I am trying to figure this out for implementation into a Graphics manipulator I've been trying to work out. I need to find a plane (a normal vector to the plane will suffice) and I know some of its properties:
- A point on the plane $p = (x, y, z)$
- A vector that lies on the plane $\vec{v} = (v1, v2, v3)$
- Another vector that lies on the plane, perpendicular to $v$, originating from $p$, and parallel to another plane with a normal vector $\vec{n} = (n1, n2, n3)$.
How would I go about finding this plane? I know that it is unique because these three constraints define a unique plane in $R^3$ but I am lost on where to start. I believe the first step is finding the vector defined by 3 and then it should be pretty straightforward from there. Thanks in advance.
There's something that I'd like to get clarified, are $\vec{v}$ and $\vec{n}$ vectors originating form $p$ (1) or are they originating from the origin and giving a point in the plane? (2)
Try using the cross product. The cross product of two vectors, $\vec{a}\times\vec{b}$ gives you exactly another vector which is orthogonal to both $\vec{a}$ and $\vec{b}$.

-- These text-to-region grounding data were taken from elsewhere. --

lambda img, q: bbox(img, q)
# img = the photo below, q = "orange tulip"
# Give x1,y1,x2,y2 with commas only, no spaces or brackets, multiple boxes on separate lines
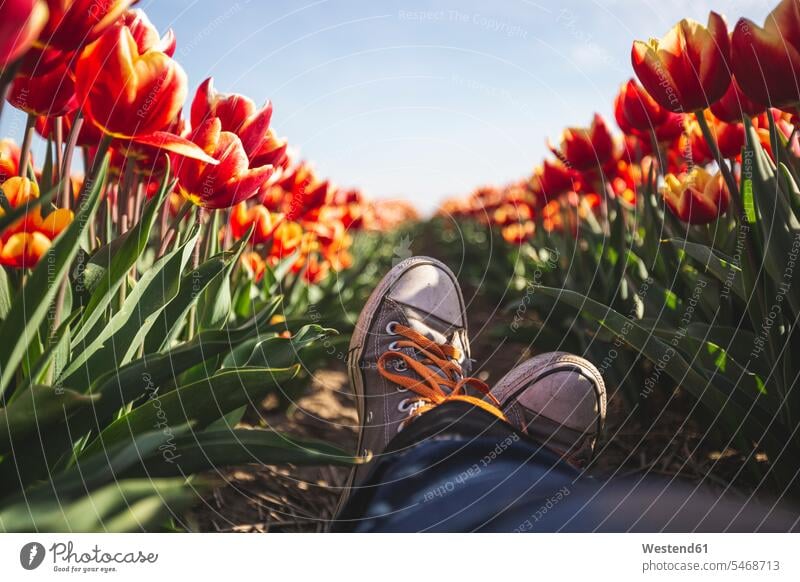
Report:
241,251,266,283
39,0,133,51
270,220,303,258
493,203,533,226
663,167,730,225
174,118,275,209
0,139,21,183
0,232,52,268
230,201,280,244
0,176,73,268
1,176,42,236
632,12,731,112
0,0,48,67
550,114,614,172
501,221,534,244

So if the answer is (1) you just need to take the cross product $\vec{v}\times \vec{n}$.
If the answer is (2) you must take the cross product of $(\vec{v}-\vec{p})\times (\vec{n}-\vec{p})$ ($\vec{v}-\vec{p}$ and $\vec{n}-\vec{p}$ are actually the vectors with origin in $p$ and endpoints $v$ and $n$ respectively).
Edit: I see you already know you must use the cross product. Once you calculate it the equation of the plane you need will be $\vec{n}\cdot (\vec{x}-\vec{p})=0$. Where $n$ is the normal vector, $x$ your coordinates and $p$ the point the plane must pass through.